Lejos de ello, la ciencia política introdujo un nuevo concepto, “calidad democrática”, para proseguir con sus afanes cientificistas, sin darse cuenta que al hacerlo estaba en alguna medida traicionando sus premisas fuertes. Póngamoslo en otros términos: un nuevo concepto ha aparecido en la ciencia política para analizar a las democracias modernas, y como suele pasar en estos casos, dado el pobre desarrollo de las ciencias sociales, cada vez más huérfanas de significantes fuertes para explicar un mundo cada vez más complejo, los especialistas se arremolinan en torno al neonato concepto y explotan sin pudor sus muchas virtudes para entender mejor.

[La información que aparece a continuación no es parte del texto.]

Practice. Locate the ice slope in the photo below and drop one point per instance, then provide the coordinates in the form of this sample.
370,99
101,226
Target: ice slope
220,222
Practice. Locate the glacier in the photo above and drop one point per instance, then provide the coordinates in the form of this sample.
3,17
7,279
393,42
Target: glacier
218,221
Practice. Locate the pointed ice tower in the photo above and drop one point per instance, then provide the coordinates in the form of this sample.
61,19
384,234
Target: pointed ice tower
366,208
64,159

Los primeros en hacerlo, además, serán los más listos y alcanzarán más temprano que los demás las mieles del éxito y el reconocimiento de su minúscula comunidad de pares. Pero he ahí que no hay nada nuevo bajo el sol. El concepto de calidad de la democracia constituye más un placebo para hacer como que se hace, para engañarnos a nosotros mismos pensando que hemos dado con la piedra filosofal, pero que en realidad aporta muy poco para entender los problemas de fondo de las democracias modernas.

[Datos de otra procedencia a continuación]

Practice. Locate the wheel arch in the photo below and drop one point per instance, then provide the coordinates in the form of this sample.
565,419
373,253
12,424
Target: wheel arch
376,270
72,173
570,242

Además, en estricto sentido, el tema de la calidad de la democracia no es nuevo. Es tan viejo como la propia democracia. Quizá cambien los términos y los métodos empleados para estudiarla, pero desde siempre ha existido la inquietud de evaluar la pertinencia de las formas de gobierno: ¿por qué una forma de gobierno es preferible a otras? Es una pregunta central de la filosofía política, y para responderla se han ofrecido los más diversos argumentos para justificar la superioridad de los valores inherentes a una forma política respecto de los valores de formas políticas alternativas. Y aquí justificar no significa otra cosa más que argumentar qué tan justa es una forma de gobierno en relación a las necesidades y la naturaleza de los seres humanos (la condición humana). En este sentido, la ciencia política que ahora abraza la noción de “calidad de la democracia” para evaluar a las democracias realmente existentes, no hace sino colocarse en la tradición de pensamiento que va desde Platón —quien trató de reconocer las virtudes de la verdadera República, entre el ideal y la realidad— hasta John Rawls,19 quien también buscó afanosamente las claves universales de una sociedad justa, y al hacerlo, esta disciplina pretendidamente científica muestra implícitamente sus propias inconsistencias e insuficiencias, y quizá, su propia decadencia. La ciencia política, que se reclamaba a sí misma como el saber más riguroso y sistemático de la política, el saber empírico por antonomasia, ha debido ceder finalmente a las tentaciones prescriptivas a la hora de analizar la democracia, pues evaluar su calidad sólo puede hacerse en referencia a un ideal de la misma nunca alcanzado pero siempre deseado.


Me atrevería a argumentar incluso que con esta noción, y la búsqueda analítica que de ahí se desprende, la ciencia política se coloca en el principio de su propio ocaso.